ABSTRACT Parkinson’s disease (PD) is the most common neurodegenerative movement disorder and over ten million people worldwide are living with PD. To date, treatments are only symptomatic; they do not alter the inexorable progression of the disease. The most common cause of familial and idiopathic PD are mutations in leucine-rich repeat kinase 2 (LRRK2). LRRK2-associated and idiopathic PD demonstrate mitochondrial impairment, however our understanding of the molecular underpinnings of mitochondrial dysfunction in PD is limited. In our efforts to understand the underlying mechanisms driving mitochondrial dysfunction, we found that mitochondrial DNA damage is a shared phenotype amongst both LRRK2-associated and idiopathic PD. Unrepaired mitochondrial DNA damage can have major adverse cellular effects, impacting genetic and protein instability, compromising bioenergetic function, increasing reactive oxygen species, and triggering cell death. Recent preliminary studies by the Sanders lab has found that blocking kinase activity of ATM (a kinase that functions to sense, signal and promote repair of DNA damage) rescues PD-induced mitochondrial DNA damage. We further observed that ATM is activated and initiates the DNA damage response pathway. Interestingly, mitochondrial DNA repair capacity is impaired with a concomitant increase in specific mitochondrial oxidative DNA lesions. Our central hypothesis is that dysfunctional LRRK2 triggers the ATM-mediated DNA damage response pathway, which impairs mitochondrial DNA repair capacity, leading to an increase in mitochondrial DNA damage, ultimately promoting downstream pathogenic PD cascades. We will test this hypothesis with three specific aims that integrate molecular, biochemical and cellular techniques using established neuronal and murine PD models. Aim 1 will determine the molecular nature of the mitochondrial DNA damage and the dependency on LRRK2 kinase activity. Aim 2 will define the cellular mechanism(s) by which mitochondrial DNA damage accumulates in PD. Aim 3 will determine the contribution of ATM to PD-associated phenotypes. This project will advance our understanding of LRRK2 function in maintaining mitochondrial homeostasis. Further, preclinical testing may establish ATM as a viable therapeutic target and lay the foundation for the development of neuroprotective PD therapeutic strategies.
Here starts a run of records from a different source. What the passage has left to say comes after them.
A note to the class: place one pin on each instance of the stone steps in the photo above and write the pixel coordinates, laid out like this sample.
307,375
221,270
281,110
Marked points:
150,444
抽象的 帕金森病 (PD) 是最常见的神经退行性运动障碍，超过一千万 迄今为止，全世界都有帕金森病患者，治疗只是对症治疗，并不能改变疾病的本质。 家族性和特发性 PD 的最常见原因是富含亮氨酸的突变。 然而，重复激酶 2 (LRRK2) 相关的和特发性 PD 表现出线粒体损伤。 我们对帕金森病线粒体功能障碍的分子基础的了解是有限的。 了解驱动线粒体功能障碍的潜在机制，我们发现线粒体 DNA 损伤是 LRRK2 相关性和特发性线粒体 PD 的共同表型。 DNA 损伤可能会对细胞产生重大不利影响，影响遗传和蛋白质的不稳定性，危及生命 生物能量功能，增加活性氧，并引发细胞死亡。 Sanders 实验室发现，阻断 ATM 的激酶活性（一种具有感知、信号传递和信号传递功能的激酶） 促进 DNA 损伤的修复）可挽救 PD 引起的线粒体 DNA 损伤。 ATM 被激活并启动 DNA 损伤反应途径，即线粒体 DNA 修复。 随着特定线粒体氧化 DNA 损伤的增加，我们的能力受到损害。 假设功能失调的 LRRK2 会触发 ATM 介导的 DNA 损伤反应途径，该途径 损害线粒体 DNA 修复能力，最终导致线粒体 DNA 损伤增加 我们将通过三个具体目标来检验这一假设。 使用已建立的神经和小鼠 PD 模型整合分子、生化和细胞技术。 1 将确定线粒体 DNA 损伤的分子性质以及对 LRRK2 激酶的依赖性 目标 2 将定义 PD 中线粒体 DNA 损伤累积的细胞机制。 目标 3 将确定 ATM 对 PD 相关表型的贡献该项目将推进我们的研究。 此外，临床前测试可能有助于了解 LRRK2 在维持线粒体稳态中的功能。 确立ATM作为可行的治疗靶点，为神经保护性PD的发展奠定基础 治疗策略。